By Stephen R. Davis

Everything in the computer is represented by a pattern of ones and zeros — variations in voltage that are interpreted as numbers. Thus the bit pattern 0000 0001 is the number 1 when interpreted as an integer. However, this same bit pattern means something completely different when interpreted as an instruction by the processor.

So it should come as no surprise that the computer encodes the characters of the alphabet by assigning each a number.

Consider the character ‘A’. You could assign it any value you want as long as we all agree on the value. For example, you could assign a value of 1 to ‘A’, if you wanted to. Logically, you might then assign the value 2 to ‘B’, 3 to ‘C’, and so on.

In this scheme, ‘Z’ would get the value 26. You might then start over by assigning the value 27 to ‘a’, 28 to ‘b’, right down to 52 for ‘z’. That still leaves the digits ‘0’ through ‘9’ plus all the special symbols like space, period, comma, slash, semicolon, and the funny characters you see when you press the number keys while holding Shift down.

Add to that the unprintable characters such as tab and newline.
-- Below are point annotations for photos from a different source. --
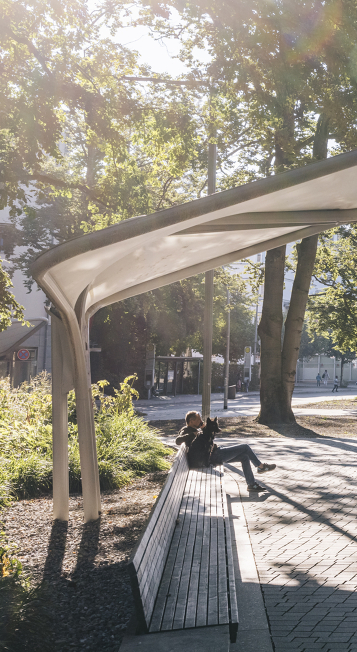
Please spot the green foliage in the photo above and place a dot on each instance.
(332, 312)
(126, 445)
(23, 609)
(10, 309)
(172, 319)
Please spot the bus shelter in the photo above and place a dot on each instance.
(146, 252)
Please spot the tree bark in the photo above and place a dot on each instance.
(294, 322)
(269, 331)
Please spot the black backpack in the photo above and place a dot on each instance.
(201, 447)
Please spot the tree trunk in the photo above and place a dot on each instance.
(342, 363)
(278, 365)
(269, 331)
(294, 321)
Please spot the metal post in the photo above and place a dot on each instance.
(256, 334)
(226, 371)
(208, 314)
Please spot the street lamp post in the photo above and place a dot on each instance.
(226, 366)
(208, 310)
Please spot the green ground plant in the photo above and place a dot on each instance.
(126, 445)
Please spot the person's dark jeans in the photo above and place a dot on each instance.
(240, 453)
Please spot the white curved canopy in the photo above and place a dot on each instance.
(143, 253)
(146, 252)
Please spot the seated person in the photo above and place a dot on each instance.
(221, 454)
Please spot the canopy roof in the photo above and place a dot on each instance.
(146, 252)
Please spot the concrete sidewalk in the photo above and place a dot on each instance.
(295, 554)
(164, 408)
(303, 533)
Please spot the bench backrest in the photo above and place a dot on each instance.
(148, 559)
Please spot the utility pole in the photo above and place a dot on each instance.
(208, 312)
(256, 333)
(226, 369)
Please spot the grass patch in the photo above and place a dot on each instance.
(126, 445)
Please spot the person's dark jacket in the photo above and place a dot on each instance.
(200, 451)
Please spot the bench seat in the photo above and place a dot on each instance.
(182, 571)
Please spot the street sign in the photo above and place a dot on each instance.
(23, 354)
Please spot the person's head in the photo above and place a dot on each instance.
(193, 419)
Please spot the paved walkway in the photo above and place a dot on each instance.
(168, 407)
(303, 533)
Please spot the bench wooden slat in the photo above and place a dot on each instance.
(223, 613)
(230, 564)
(169, 614)
(192, 597)
(181, 459)
(165, 587)
(182, 570)
(163, 535)
(150, 554)
(165, 539)
(202, 606)
(212, 617)
(186, 575)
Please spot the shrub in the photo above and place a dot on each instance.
(126, 445)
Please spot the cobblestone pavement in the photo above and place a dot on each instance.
(304, 538)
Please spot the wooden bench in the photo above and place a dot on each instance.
(181, 570)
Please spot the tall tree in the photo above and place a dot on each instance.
(287, 62)
(332, 311)
(171, 318)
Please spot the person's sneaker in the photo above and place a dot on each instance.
(255, 487)
(266, 467)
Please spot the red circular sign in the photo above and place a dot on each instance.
(23, 354)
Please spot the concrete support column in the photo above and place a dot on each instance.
(85, 416)
(59, 422)
(208, 314)
(207, 346)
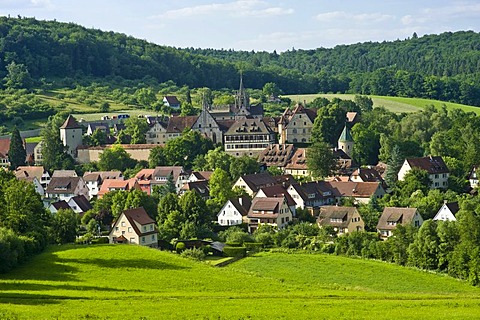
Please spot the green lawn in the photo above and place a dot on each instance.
(394, 104)
(131, 282)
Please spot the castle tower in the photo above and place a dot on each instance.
(241, 97)
(345, 142)
(71, 135)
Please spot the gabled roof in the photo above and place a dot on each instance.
(66, 185)
(431, 164)
(278, 191)
(177, 124)
(248, 126)
(277, 155)
(70, 123)
(258, 180)
(82, 203)
(64, 173)
(61, 205)
(29, 172)
(327, 213)
(299, 160)
(354, 189)
(395, 215)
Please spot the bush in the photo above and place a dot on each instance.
(179, 247)
(236, 252)
(194, 254)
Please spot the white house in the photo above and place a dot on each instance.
(447, 212)
(234, 212)
(435, 166)
(134, 226)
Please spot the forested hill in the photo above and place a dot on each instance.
(444, 67)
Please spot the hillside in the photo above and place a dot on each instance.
(442, 67)
(134, 282)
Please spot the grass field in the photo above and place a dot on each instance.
(131, 282)
(394, 104)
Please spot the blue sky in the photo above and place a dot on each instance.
(258, 24)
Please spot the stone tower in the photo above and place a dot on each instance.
(345, 142)
(71, 135)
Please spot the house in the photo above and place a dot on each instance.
(71, 134)
(447, 212)
(311, 195)
(248, 137)
(59, 205)
(343, 219)
(297, 166)
(251, 183)
(360, 191)
(234, 212)
(345, 141)
(272, 211)
(134, 226)
(278, 191)
(200, 187)
(157, 133)
(64, 173)
(79, 204)
(296, 125)
(171, 101)
(117, 185)
(65, 188)
(393, 216)
(436, 168)
(26, 172)
(276, 155)
(95, 179)
(4, 148)
(473, 177)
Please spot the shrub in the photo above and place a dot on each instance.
(236, 252)
(179, 247)
(194, 254)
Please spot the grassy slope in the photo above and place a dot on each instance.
(130, 282)
(395, 104)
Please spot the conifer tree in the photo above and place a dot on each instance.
(16, 153)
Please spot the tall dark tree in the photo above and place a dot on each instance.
(16, 154)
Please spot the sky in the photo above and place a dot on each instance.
(259, 25)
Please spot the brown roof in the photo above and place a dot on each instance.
(29, 171)
(278, 191)
(82, 202)
(395, 215)
(334, 212)
(177, 124)
(70, 123)
(354, 189)
(258, 180)
(277, 155)
(248, 126)
(298, 160)
(59, 185)
(431, 164)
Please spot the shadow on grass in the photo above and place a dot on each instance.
(125, 263)
(33, 299)
(25, 286)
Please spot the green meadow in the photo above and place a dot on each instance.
(132, 282)
(394, 104)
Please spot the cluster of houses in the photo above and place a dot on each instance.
(243, 130)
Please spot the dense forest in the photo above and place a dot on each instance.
(444, 67)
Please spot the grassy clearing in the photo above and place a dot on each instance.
(394, 104)
(131, 282)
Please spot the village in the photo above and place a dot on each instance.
(242, 130)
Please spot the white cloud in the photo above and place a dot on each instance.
(340, 16)
(255, 8)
When all is said and done, you could encode the entire English keyboard using numbers between 1 and 127.

Sometime around 1963, there was a general agreement on how characters should be encoded in English. The ASCII (American Standard Coding for Information Interchange) character encoding shown in was adopted pretty much universally except for one company.

IBM published its own standard in 1963 as well. The two encoding standards duked it out for about ten years, but by the early 1970s — when C and C++ were being created — ASCII had just about won the battle. The char type was created with ASCII character encoding in mind.

The ASCII Character Set
Value Char Value Char
0 NULL 64 @
1 Start of Heading 65 A
2 Start of Text 66 B
3 End of Text 67 C
4 End of Transmission 68 D
5 Enquiry 69 E
6 Acknowledge 70 F
7 Bell 71 G
8 Backspace 72 H
9 Tab 73 I
10 Newline 74 J
11 Vertical Tab 75 K
12 New Page; Form Feed 76 L
13 Carriage Return 77 M
14 Shift Out 78 N
15 Shift In 79 O
16 Data Link Escape 80 P
17 Device Control 1 81 Q
18 Device Control 2 82 R
19 Device Control 3 83 S
20 Device Control 4 84 T
21 Negative Acknowledge 85 U
22 Synchronous Idle 86 V
23 End of Transmission 87 W
24 Cancel 88 X
25 End of Medium 89 Y
26 Substitute 90 Z
27 Escape 91 [
28 File Separator 92
29 Group Separator 93 ]
30 Record Separator 94 ^
31 Unit Separator 95 _
32 Space 96 `
33 ! 97 a
34 98 b
35 # 99 c
36 $ 100 d
37 % 101 e
38 & 102 f
39 103 g
40 ( 104 h
41 ) 105 i
42 * 106 j
43 + 107 k
44 , 108 l
45 = 109 m
46 . 110 n
47 / 111 o
48 0 112 p
49 1 113 q
50 2 114 r
51 3 115 s
52 4 116 t
53 5 117 u
54 6 118 v
55 7 119 w
56 8 120 x
57 9 121 y
58 : 122 z
59 ; 123 {
60 < 124 |
61 = 125 }
62 > 126 ~
63 ? 127 DEL

The first thing that you’ll notice is that the first 32 characters are the “unprintable” characters. That doesn’t mean that these characters are so naughty that the censor won’t allow them to be printed — it means that they don’t appear as visible symbols when printed on the printer (or on the console, for that matter). Many of these characters are no longer used or used only in obscure ways.

For example, character 25 “End of Medium” was probably printed as the last character before the end of a reel of magnetic tape. That was a big deal in 1963, but today . . . not so much, so use of the character is limited.

The characters starting with 32 are all printable with the exception of the last one, 127, which is the Delete character.